To keep every cog and wheel is the first precaution of intelligent
tinkering.”
While Leopold was describing a land ethic, it applies to the
ocean just as well.
While New York may shut down its commercial horseshoe crab fishery
in a few years, that doesn’t mean that the animals won’t play the same role in
the ecosystem that they played before—roles that they and their ancestors
have been playing in parts of the world’s oceans for at least the last quarter
of a billion years.
Whan an animal sticks around that long, there’s a good
chance that at least some of those ecosystem roles might be fairly important, and
that we might be well-advised to keep the stock healthy, just in case that it’s
demise might cause harm to a resource we value more.
So continuing horseshoe crab research might not be the “waste
of money” that some have suggested.
But the deeper value may well be the one that Mr. Gary
alluded to: Its ability to draw people,
particularly children, closer to the sea.
“What is less often studied is what impact the trend of
children staying indoors might have on the environmental consciousness of
future generations.

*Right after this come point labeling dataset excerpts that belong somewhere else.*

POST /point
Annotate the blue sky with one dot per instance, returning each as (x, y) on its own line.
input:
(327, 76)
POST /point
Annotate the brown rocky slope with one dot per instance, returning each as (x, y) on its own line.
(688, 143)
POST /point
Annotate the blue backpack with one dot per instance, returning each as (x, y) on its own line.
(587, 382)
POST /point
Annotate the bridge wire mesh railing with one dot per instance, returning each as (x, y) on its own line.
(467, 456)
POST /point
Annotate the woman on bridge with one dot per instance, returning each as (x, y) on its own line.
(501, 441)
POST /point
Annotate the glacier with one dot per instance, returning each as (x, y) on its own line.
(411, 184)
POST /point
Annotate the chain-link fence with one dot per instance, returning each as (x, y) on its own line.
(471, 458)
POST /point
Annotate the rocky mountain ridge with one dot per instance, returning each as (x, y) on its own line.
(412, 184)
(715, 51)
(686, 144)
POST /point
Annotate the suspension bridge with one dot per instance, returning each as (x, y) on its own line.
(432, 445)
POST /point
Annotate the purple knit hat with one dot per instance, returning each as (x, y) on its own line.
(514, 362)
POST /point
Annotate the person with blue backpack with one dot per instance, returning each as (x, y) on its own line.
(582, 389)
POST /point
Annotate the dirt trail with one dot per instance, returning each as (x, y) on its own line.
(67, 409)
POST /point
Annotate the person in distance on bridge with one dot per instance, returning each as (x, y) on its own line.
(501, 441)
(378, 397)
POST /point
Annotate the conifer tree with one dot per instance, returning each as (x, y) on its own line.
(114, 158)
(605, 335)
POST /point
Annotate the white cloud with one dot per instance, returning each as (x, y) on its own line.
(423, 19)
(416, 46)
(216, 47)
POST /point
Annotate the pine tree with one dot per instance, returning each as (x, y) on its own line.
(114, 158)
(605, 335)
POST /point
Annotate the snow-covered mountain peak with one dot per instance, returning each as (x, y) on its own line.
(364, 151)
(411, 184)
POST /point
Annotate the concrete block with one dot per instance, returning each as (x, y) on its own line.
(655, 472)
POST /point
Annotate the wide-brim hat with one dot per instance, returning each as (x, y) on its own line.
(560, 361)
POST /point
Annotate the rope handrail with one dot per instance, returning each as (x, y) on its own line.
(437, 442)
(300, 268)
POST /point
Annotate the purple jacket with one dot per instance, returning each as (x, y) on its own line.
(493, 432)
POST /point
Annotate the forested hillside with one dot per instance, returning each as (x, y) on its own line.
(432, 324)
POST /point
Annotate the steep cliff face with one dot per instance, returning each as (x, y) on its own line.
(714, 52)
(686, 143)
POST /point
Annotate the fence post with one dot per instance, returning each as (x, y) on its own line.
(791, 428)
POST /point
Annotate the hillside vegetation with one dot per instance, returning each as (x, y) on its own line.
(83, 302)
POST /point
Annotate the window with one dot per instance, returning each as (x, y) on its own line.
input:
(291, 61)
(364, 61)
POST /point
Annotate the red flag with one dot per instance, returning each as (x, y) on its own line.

Environmentalists
often point to youth as future stewards of the natural world. What will happen to their sense of
stewardship as our children become increasingly disconnected from nature?
“Researchers at Cornell University attempted to address this
question by examining the relationship between the time spent in nature as a
child and pro-environment attitudes and behaviors. They found that those individuals who
participated in activities such as camping, hunting, fishing, hiking, and
playing in natural areas before the age of 11 were more likely to demonstrate
pro-environment attitudes and behaviors as adults.”
So it may very well be that those humble, soon-to-be
economically worthless horseshoe crabs, or perhaps some other, seemingly
valueless member of the marine ecosystem, could inspire someone to take up a
career in fisheries conservation and management, and help to ensure that the “important”
fish stocks, and the fisheries that they support, will remain healthy and viable
throughout the foreseeable future.
And there is a value in that that far outweighs the costs of
a little research and monitoring.
Yet, so many times, I still come across people calling certain
fish “worthless.”
When I sat on the Mid-Atlantic Fishery Management Council a
couple of decades ago, there was always debate about why it should manage spiny
dogfish, instead of paying more attention to species that “were good for
something.”
“Starfish, drills (Urosalpinx cineria), periwinkle (Litorina)
and drum fish (Pogonias chromis) when taken shall not be returned alive to the
waters of the state.”
That
might make sense in the case of periwinkles, which are an invasive shellfish
from Europe, but otherwise relegates components of the state’s marine
ecosystem—starfish, oyster drills, and black drum—to being not only worthless, but
things of negative worth, to be wantonly destroyed, merely because they feed on
the same “valuable” shellfish that we do, and that bring dollars into the
pockets of shellfishermen and aquaculturists alike.
It seems more than disgraceful, kind of like the old
practice of killing off hawks because they killed the king’s grouse. Yet in this place and time, such thinking
persists, with no thought to whether such creatures may be critical cogs and
wheels, essential parts of the overall mechanism that is the sea.